To non-invasively calculate ECV, the patient’s serum Ht must be measured via blood sampling. However, the Ht may not be always available when cardiac CT scans are performed, particularly in the outpatient setting. In this regard, as shown with ECVMRI [49, 50], some studies proposed to calculate a synthetic Ht by measurements of the attenuation (in HU) of the blood pool of non-enhanced scans or on virtual non-enhanced images from contrast-enhanced dual-energy CT data [51, 52].

Due to the spectral dependency of iron, the calibration curve has to be determined for each CT scanner separately. Moreover, several technical issues must be considered, including the influence of scan parameters such as tube voltage and iterative reconstruction algorithms on tissue or vascular attenuation. In dual-energy CT acquisitions, the monoenergetic reconstruction level may also have an influence on the formula to non-invasively and synthetically calculate the Ht.

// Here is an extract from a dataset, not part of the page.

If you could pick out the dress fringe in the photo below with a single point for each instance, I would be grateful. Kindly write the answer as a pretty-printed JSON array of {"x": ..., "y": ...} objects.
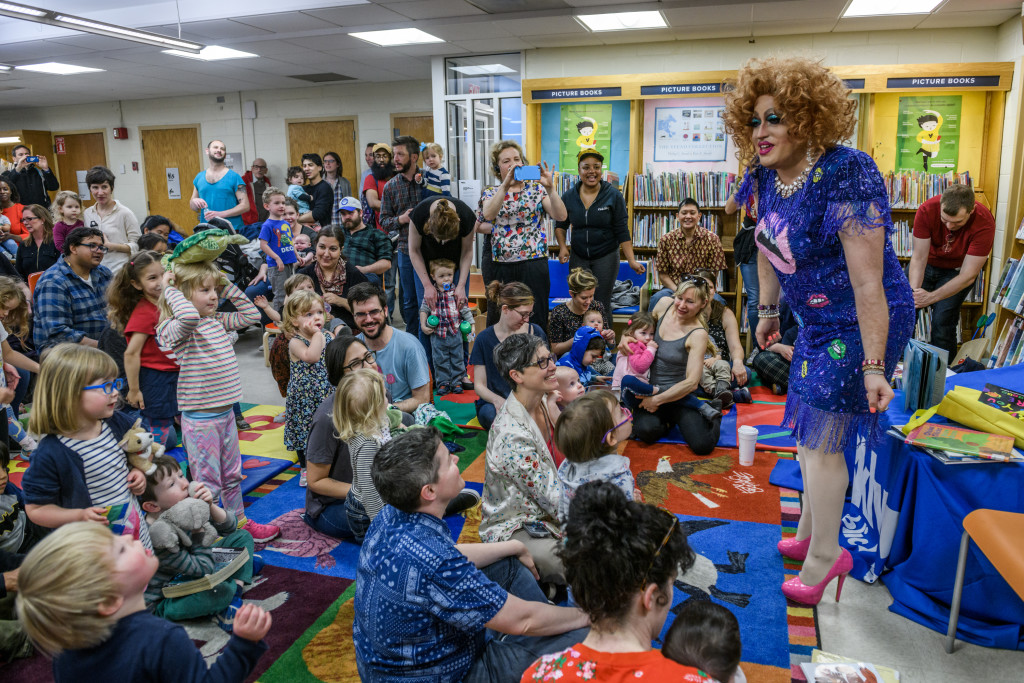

As a drawback of this method, synthetic ECV calculation has the potential for a relevant misclassification of ECV for the individual patient, Chen et al. showed that even when using scanner-specific models for calculating synthetic ECVMRI, the ECV could be under- or overestimated by 4% compared to ECVMRI calculation using the blood Ht level [50]. This drawback may be similar in synthetic ECVCT calculation as Treibel et al. showed that differences on a per patient level were as high as 8% [52].

Conclusion

Myocardial ECV is related to myocardial fibrosis, amyloid deposition, or edema and is associated with patient outcome. ECVCT calculation represents a relatively easy, fast, and robust technique to non-invasively detect focal or global increases in myocardial ECV, particularly when using dual-energy capable CT scanners. Several studies have already shown the prognostic value of ECV quantification with CT in various cardiac disease. However, the incremental value of ECVCT comes at the expense of the need to adapt the CM protocols, add radiation dose, and extend the time needed to complete the entire cardiac CT scan. The further availability of spectral CT machines including photon-counting detector CT may further enhance the clinical role of this technique in the near future as spectral data may allow for ECVCT calculation with a lower CM volume and lower radiation dose.